With Scott Turow recently in Nashville to receive the Nashville Public Library’s annual Literary Award, I thought I would offer some thoughts on Innocent, his 2011 novel written as a sequel to his wildly popular 1987 novel, Presumed Innocent. You will recall that this riveting legal thriller was made into a movie starring Harrison Ford, probably every novelist’s dream come true. So after writing another eight novels in between, Turow returns to the same cast of characters that peopled his first and best-selling novel of all. It is like a glad reunion for those who loved Presumed Innocent. Rusty Sabich is accused again of murder, and this time the evidence points even more condemningly in his direction. He is charged with the murder of his wife, Barbara, who literally got away with murder in the first novel. Once again, Sabich turns to Alejandro (Sandy) Stern for his defense, only now Stern is a man suffering with a terminal disease. The great gift that adds to the sequel is that Rusty and Barbara’s only son, Nat, is now grown up into a very winsome, captivating character. Of course, he also bears the scars that the best of parents inflict upon their children. As the story draws to a close, Nat and Rusty come face to face for a father-son moment of truth. Rusty says, “I am happy in the most fundamental way to see my son, although the sight of him is also accompanied by faint distress. We mean well by our children, but so much rests beyond our control. There is a nervous distraction to Nat, a looking here and there that I expect will be permanent, and an ingrained frown that I realize I have seen for more than sixty years in the mirror.” Any parents blessed to witness their children grow into adulthood will draw a deep breath with this truthful word.

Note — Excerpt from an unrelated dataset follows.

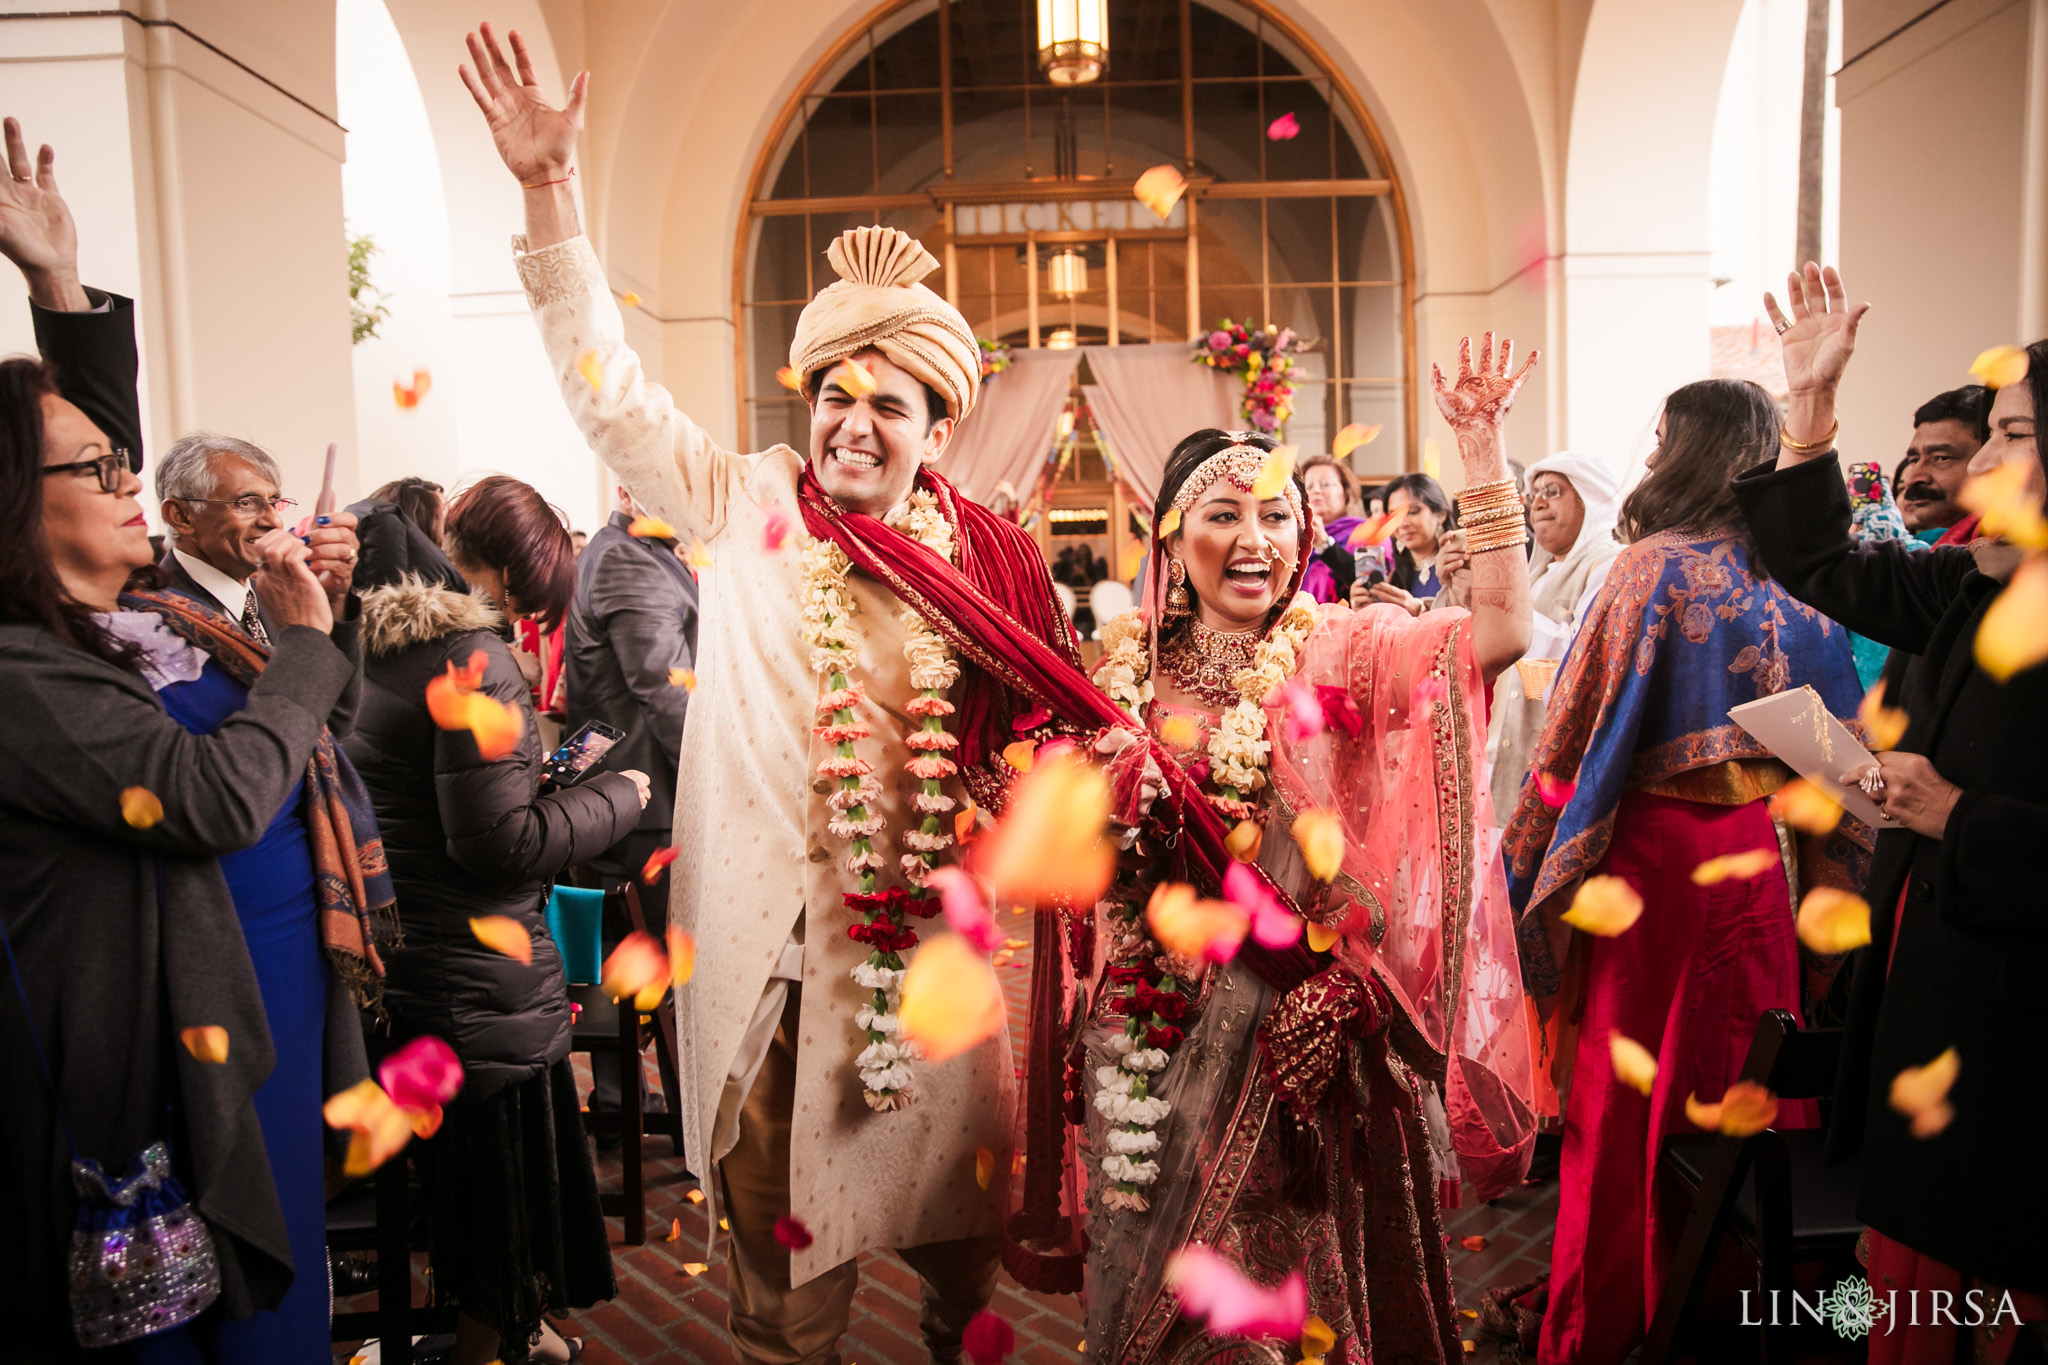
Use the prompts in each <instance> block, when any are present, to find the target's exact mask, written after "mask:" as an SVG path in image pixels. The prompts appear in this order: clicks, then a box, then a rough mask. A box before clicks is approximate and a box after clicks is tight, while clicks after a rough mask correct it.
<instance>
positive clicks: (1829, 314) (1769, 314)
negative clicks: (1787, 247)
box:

As he talks with his father, whom he loves dearly, Nat says, “’Dad, one of the things that I really hated about growing up in this house was that everybody had secrets. Mom had her secrets, and you and Mom had secrets together, so I had secrets, and I always wished everybody would just f—ing talk. You know?’ This is one complaint I fully understand and would probably be powerless to change.” The whole story turns and moves on family secrets, sins as old as humanity itself. I recall a very wise Rabbi, Harold Friedman once observing, “Secrets are the cholesterol of family life.” Yet secrets that are too dark to tell anyone are what makes Innocent such a compelling story, worthy of Turow’s very best work.